The fact that Clark remembers Lana and the girl in Florence mainly as body parts does not mean, of course, that he regards them as prostitutes. I think it does mean, however, that he is ultimately not interested in them as fully rounded human beings - he is not interested in them as
themselves. But when it comes to Lois, he can't picture a single moment and certainly not a single body part that defines her. Because Clark's love for her is all-encompassing. To Clark, Lois can't be reduced to something piecemeal or fleeting: she is overwhelmingly herself in her overwhelming integrity. And that's how Clark loves her: as completely, totally herself.
Later, when Luthor brags to Clark that Lois is coming to Metropolis and that he, Luthor, is going to make her his, then Clark realizes what has honestly been staring him in the face for most of the time after he revealed his secret identity to Lois: that she loves him. That she values his life higher than her own, and what greater love is there?
While LnC's Lois has obviously been in denial about her own feelings for Clark, I personally think that Clark himself has been in denial just as much. How can he honestly ask Lois to love him for himself, then deny her the right to know him as himself by keeping his double identity a secret from her?
Personally I've always thought that Clark's secrecy about his double identity has been the root cause of his problems with Lois. And that's why I appreciated it so much that Lois was shaken out of her own denial when Clark revealed his true self and double identity to her in this story. When Clark showed Lois who he really was, then she was truly able to love him for himself, for the man who is both farmboy and superhero. And in this part, Clark acknowledged both his own overwhelming love for Lois as well as Lois's unconditional love for him.
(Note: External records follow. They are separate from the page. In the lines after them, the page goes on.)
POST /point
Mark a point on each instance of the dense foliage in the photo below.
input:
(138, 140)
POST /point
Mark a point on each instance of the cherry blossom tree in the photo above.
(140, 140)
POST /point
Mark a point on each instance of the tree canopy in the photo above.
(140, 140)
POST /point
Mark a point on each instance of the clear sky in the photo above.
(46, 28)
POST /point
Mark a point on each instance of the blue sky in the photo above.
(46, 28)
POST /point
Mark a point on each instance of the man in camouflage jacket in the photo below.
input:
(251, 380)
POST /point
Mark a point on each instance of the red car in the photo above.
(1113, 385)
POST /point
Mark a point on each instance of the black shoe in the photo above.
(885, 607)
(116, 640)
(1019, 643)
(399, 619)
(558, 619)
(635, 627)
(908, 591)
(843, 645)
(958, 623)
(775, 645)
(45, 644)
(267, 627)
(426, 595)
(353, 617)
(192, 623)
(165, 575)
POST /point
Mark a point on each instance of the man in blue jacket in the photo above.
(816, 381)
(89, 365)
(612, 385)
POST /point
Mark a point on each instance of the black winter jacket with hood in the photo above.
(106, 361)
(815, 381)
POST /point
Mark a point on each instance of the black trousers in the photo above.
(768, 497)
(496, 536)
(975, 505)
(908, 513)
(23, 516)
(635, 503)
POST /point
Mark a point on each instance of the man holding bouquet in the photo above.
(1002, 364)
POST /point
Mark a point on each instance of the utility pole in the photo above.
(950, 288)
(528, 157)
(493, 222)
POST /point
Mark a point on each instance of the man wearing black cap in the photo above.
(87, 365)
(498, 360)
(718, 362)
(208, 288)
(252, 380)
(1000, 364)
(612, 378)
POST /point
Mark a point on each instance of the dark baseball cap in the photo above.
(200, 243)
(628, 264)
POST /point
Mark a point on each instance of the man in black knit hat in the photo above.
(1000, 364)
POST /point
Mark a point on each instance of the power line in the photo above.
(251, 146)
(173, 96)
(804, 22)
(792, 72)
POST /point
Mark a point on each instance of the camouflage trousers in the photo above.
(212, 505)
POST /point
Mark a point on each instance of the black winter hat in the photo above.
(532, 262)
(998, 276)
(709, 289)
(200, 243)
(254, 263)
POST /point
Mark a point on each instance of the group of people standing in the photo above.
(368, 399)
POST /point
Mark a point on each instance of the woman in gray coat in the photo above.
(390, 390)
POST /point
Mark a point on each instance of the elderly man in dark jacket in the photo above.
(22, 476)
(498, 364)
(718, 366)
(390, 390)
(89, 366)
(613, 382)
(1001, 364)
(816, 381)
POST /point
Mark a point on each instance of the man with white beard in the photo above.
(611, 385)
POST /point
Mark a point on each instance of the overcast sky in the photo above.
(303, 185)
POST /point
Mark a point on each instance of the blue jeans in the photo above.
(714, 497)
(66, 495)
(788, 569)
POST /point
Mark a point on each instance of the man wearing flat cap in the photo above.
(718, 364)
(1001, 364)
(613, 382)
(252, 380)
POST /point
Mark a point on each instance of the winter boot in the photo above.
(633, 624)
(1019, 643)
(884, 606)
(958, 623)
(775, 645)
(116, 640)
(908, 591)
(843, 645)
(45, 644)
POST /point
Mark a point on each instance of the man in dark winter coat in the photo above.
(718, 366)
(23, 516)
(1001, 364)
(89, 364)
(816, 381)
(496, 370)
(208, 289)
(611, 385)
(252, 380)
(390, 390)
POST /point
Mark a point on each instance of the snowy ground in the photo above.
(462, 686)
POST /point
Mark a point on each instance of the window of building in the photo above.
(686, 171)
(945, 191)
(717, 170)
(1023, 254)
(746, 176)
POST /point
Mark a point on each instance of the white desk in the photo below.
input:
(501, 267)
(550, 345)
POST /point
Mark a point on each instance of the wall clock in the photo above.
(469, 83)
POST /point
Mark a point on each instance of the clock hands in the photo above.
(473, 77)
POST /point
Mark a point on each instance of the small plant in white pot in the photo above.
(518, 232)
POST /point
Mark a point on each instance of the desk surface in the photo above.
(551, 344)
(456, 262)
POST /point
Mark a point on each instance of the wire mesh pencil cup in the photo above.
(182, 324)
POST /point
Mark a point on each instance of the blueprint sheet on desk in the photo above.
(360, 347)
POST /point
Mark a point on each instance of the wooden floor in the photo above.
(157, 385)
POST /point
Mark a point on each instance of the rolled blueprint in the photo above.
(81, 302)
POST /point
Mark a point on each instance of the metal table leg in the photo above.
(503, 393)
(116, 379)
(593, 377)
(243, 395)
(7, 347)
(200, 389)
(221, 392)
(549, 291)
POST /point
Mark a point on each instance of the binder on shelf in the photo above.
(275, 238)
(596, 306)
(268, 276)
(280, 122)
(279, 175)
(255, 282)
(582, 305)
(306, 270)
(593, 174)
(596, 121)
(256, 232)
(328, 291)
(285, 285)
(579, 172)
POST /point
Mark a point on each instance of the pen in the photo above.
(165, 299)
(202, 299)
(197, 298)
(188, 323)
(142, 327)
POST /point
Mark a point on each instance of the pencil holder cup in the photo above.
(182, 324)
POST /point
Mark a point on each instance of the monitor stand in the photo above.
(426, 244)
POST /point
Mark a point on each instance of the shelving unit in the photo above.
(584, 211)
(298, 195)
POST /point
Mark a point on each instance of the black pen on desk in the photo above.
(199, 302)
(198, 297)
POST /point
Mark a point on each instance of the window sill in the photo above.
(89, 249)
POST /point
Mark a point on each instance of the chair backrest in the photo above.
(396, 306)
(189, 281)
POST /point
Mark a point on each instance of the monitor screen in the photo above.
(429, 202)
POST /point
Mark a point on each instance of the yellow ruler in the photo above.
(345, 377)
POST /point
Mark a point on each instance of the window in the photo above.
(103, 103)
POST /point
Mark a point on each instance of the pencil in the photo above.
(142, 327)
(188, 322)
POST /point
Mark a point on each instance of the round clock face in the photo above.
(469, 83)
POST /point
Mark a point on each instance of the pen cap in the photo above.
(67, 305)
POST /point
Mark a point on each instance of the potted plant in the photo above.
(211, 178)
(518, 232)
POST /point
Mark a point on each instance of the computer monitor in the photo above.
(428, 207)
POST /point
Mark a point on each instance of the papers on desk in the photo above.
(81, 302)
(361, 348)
Another thing that I loved about this part was that when Clark saw his own life flashing before his eyes as disjointed snippets, then he seemed to grow younger and younger in his recollections. He saw himself as steadily younger, seemingly going backwards in time. In the final image, he saw himself as an infant being held by his Kryptonian mother, Lara. I was so moved by Clark's gratitude to Luthor for giving him this memory of his biological mother. But I was equally moved by the mode of dying that Clark's recollections suggested: death by youth. Personally I've always thought that this would be an extremely poignant way of dying: by continually growing younger, gradually un-learning everything you know. Finally you would be back in your mother's womb, still growing ever smaller and simpler, until in the end the fertilized egg that you grew out of would separate itself into an unfertilized egg and a sperm, and that would be the final oblivion.
Oh, and... yes, good A-plot, Caroline. But I'll leave it to others to comment on that, except to say that it would be very interesting if you would let Martha and Jonathan be the ones who ultimately defeat Luthor and save Lois and Clark.